Can you share some technical details on the actuators?

Paine: Folks can look at the patents when they come out, but I would chalk it up to our teams’ first-principles design experience, and past history of system-level integration.

But it’s not like you have some magical new actuator technology?

Cardenas: We’re not relying on fundamental breakthroughs to reach this threshold of performance. We need to get our robots out into the world, and we’re able to leverage technologies that already exist. And with our experience and a systems sort of thinking we’re putting it together in a novel way.

What does “affordable” mean in the context of a robot like Apollo?

Cardenas: I think long term, a humanoid needs to cost less than US $50,000. They should be comparable to the price of many cars.

Paine: I think actually we could be significantly cheaper than cars, based on the assumption that at scale, the cost of a product typically approaches the cost of its constituent materials. Cars weigh about 1,800 kilograms, and our robot weighs 70 kilograms. That’s 25 times less raw materials. And as Jeff said, we already have a path and a supply chain for very cost-effective actuators. I think that’s a really interesting analysis to think about, and we’re excited to see where it goes.

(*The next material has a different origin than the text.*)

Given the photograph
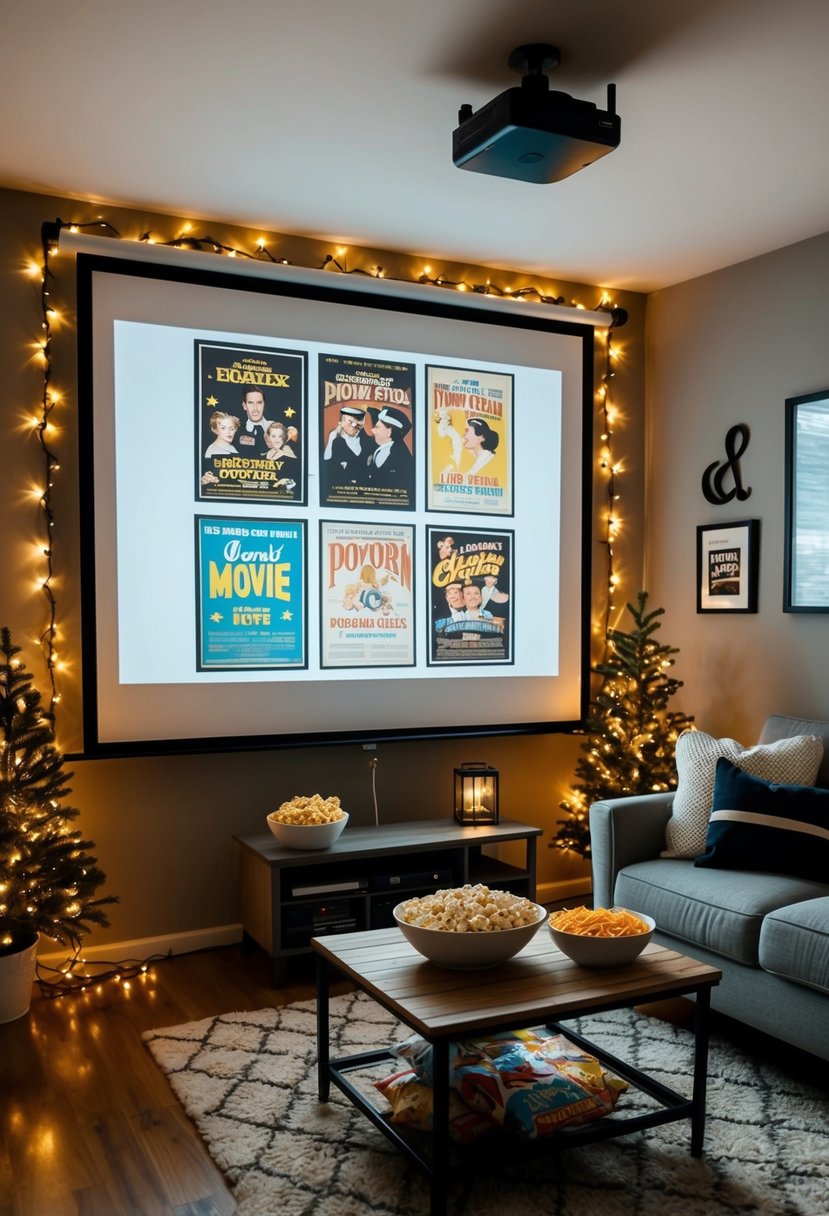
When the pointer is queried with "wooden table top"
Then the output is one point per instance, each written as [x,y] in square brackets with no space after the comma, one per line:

Some of the videos show Apollo with a five-fingered hand. What’s your perspective on end effectors?

Cardenas: We think that long term, hands will be important for humanoids, although they won’t necessarily have to be five-fingered hands. The end effector is modular. For first applications when we’re picking boxes, we don’t need a five-finger hand for that. And so we’re going to simplify the problem and deploy with a simpler end effector.

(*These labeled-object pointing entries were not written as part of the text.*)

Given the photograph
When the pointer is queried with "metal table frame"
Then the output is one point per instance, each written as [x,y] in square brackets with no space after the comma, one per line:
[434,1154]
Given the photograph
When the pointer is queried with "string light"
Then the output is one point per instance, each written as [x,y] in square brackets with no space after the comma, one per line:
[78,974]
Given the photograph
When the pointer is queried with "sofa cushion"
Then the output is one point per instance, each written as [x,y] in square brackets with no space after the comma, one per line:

Paine: I feel like some folks are trying to do hands because they think it’s cool, or because it shows that their team is capable. The way that I think about it is, humanoids are hard enough as they are—there are a lot of challenges and complexities to figure out. We are a very pragmatic team from an engineering standpoint, and we are very careful about choosing our battles, putting our resources where they’re most valuable. And so for the alpha version of Apollo, we have a modular interface with the wrist. We are not solving the generic five-finger fine dexterity and manipulation problem. But we do think that long term, the best versatile end effector is a hand.

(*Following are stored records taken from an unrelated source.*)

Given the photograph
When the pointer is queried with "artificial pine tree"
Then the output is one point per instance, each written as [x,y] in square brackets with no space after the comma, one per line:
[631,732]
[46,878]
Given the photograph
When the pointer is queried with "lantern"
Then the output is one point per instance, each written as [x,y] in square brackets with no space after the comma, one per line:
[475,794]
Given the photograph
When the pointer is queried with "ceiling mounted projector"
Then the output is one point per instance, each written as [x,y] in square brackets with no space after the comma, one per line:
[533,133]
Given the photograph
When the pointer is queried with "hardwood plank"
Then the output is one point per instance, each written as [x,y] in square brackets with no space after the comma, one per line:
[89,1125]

These initial applications that you’re targeting with Apollo don’t seem to be leveraging its bipedal mobility. Why have a robot with legs at all?

Cardenas: One of the things that we’ve learned about legs is that they address the need for reaching the ground and reaching up high. If you try to solve that problem with wheels, then you end up with a really big base, because it has to be statically stable. The customers that we’re working with are really interested in this idea of retrofitability. They don’t want to have to make workspace changes. The workstations are really narrow—they’re designed around the human form, and so we think legs are going to be the way to get there.

Legs are an elegant solution to achieving a lightweight system that can operate at large vertical workspaces in small footprints. —Nick Paine, Apptronik CTO

Can Apollo safely fall over and get back up?

Paine: A very important requirement is that Apollo needs to be able to fall over and not break, and that drives some key actuation requirements. One of the unique things with Apollo is that not only is it well suited for OSHA-level manipulation of payloads, but it’s also well suited for robustly handling impacts with the environment. And from a maintenance standpoint, two bolts is all you need to remove to swap out an actuator.

Cardenas says that Apptronik has more than 10 pilots planned with case picking as the initial application. The rest of this year will be focused on in-house demonstrations with the Apollo alpha units, with field pilots planned for next year with production robots. Full commercial release is planned for the end of 2024. It’s certainly an aggressive timeline, but Apptronik is confident in its approach. “The beauty of robotics is in showing versus telling,” Cardenas says. “That’s what we’re trying to do with this launch.”